CDA2 - Population Health

Associate Professor Wendy Oddy, Telethon Institute for Child Health Research, Western Australia

Associate Professor Oddy has a Bachelor of Science in Nutrition, an MPH and a PhD in epidemiology. Associate Professor Oddy’s project investigating nutrition and child development was selected as one of ‘Ten of the Best’ in 2006. To date, Associate Professor Oddy has over 90 publications and is on the Review Board of 16 scientific journals.

CDA1 - Clinical

Dr Michael Valenzuela, University of New South Wales

Dr Michael Valenzuelais a Senior Research Fellow at the School of Psychiatry, and leader of the Regenerative Neuroscience Group UNSW. His research aims at understanding the competing forces of degeneration and neuroplasticity in the human brain, and ranges across studies of stem cells, animal models, neuroimaging, pathology, clinical trials and epidemiology.

CDA1 - Population Health

Dr Patricia Valery, Queensland Institute of Medical Research

Dr Patricia Valery worked as a Paediatrician prior to gaining her PhD. She has been working in Indigenous Health Research for the last 11 years. Her current work focuses on two critical health needs for Indigenous Australians, namely cancer and infectious diseases. Her work in cancer will inform service provision on how to best facilitate a multidisciplinary supportive care approach for Indigenous cancer patients. It will also evaluate an antibiotic in treating infectious diseases in Indigenous children. These findings may guide the medical management of such patients.

CDA1 - Industry

Dr Tony Velkov, Deakin University, Victoria

Dr Tony Velkovtrained in medical microbiology and bioinformatics during his PhD.

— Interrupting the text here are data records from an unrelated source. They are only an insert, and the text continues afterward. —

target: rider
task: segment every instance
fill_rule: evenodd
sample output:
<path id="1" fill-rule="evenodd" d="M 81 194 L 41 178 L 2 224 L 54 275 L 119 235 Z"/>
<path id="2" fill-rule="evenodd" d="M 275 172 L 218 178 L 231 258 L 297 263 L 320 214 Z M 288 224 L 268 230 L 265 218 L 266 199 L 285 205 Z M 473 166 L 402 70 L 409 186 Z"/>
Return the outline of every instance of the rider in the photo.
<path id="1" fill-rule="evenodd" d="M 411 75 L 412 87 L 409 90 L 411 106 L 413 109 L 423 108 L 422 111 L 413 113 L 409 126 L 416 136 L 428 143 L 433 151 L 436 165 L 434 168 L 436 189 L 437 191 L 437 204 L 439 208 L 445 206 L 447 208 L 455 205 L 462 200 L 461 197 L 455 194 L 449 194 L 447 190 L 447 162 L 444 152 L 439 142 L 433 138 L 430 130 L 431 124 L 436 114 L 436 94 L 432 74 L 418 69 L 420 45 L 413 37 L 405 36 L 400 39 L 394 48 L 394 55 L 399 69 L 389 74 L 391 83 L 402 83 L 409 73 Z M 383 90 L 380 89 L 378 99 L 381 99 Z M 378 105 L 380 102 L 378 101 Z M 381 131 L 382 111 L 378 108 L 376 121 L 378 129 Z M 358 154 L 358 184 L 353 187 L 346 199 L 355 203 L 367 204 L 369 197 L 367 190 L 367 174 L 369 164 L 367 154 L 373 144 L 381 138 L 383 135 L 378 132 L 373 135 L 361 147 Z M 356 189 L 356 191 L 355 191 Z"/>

His investigations into the way in which orally absorbed drugs are taken up across the small intestine has implications for the design of new drugs.  This has the potential to maximize oral absorption by enhancing interactions with proteins through targeted structural modifications.  This has now been accepted as a new trans-cytosolic drug transport mechanism in the pharmaceutical sciences community.

CDA2 - Clinical

Dr Grant Waterer, University of Western Australia

Dr Grant Waterer is Professor of Medicine at the University of Western Australia, adjunct A/Professor of Medicine at Northwestern University, Chicago and a consultant respiratory physician at Royal Perth Hospital.  His primary research interest is in pulmonary infectious diseases and especially pneumonia, from both immunological and microbiological perspectives.

CDA1 - Biomedical

Dr Di Yu, Monash University, Victoria

Dr Di Yu is the head of laboratory for molecular immunomodulation in Monash University. His research team investigates the molecular mechanisms of immune responses with the focus to design new strategies to modulate the immune system to treat autoimmune diseases and cancer. He received his PhD from ANU in 2007 and was selected as Monash Fellow in 2010.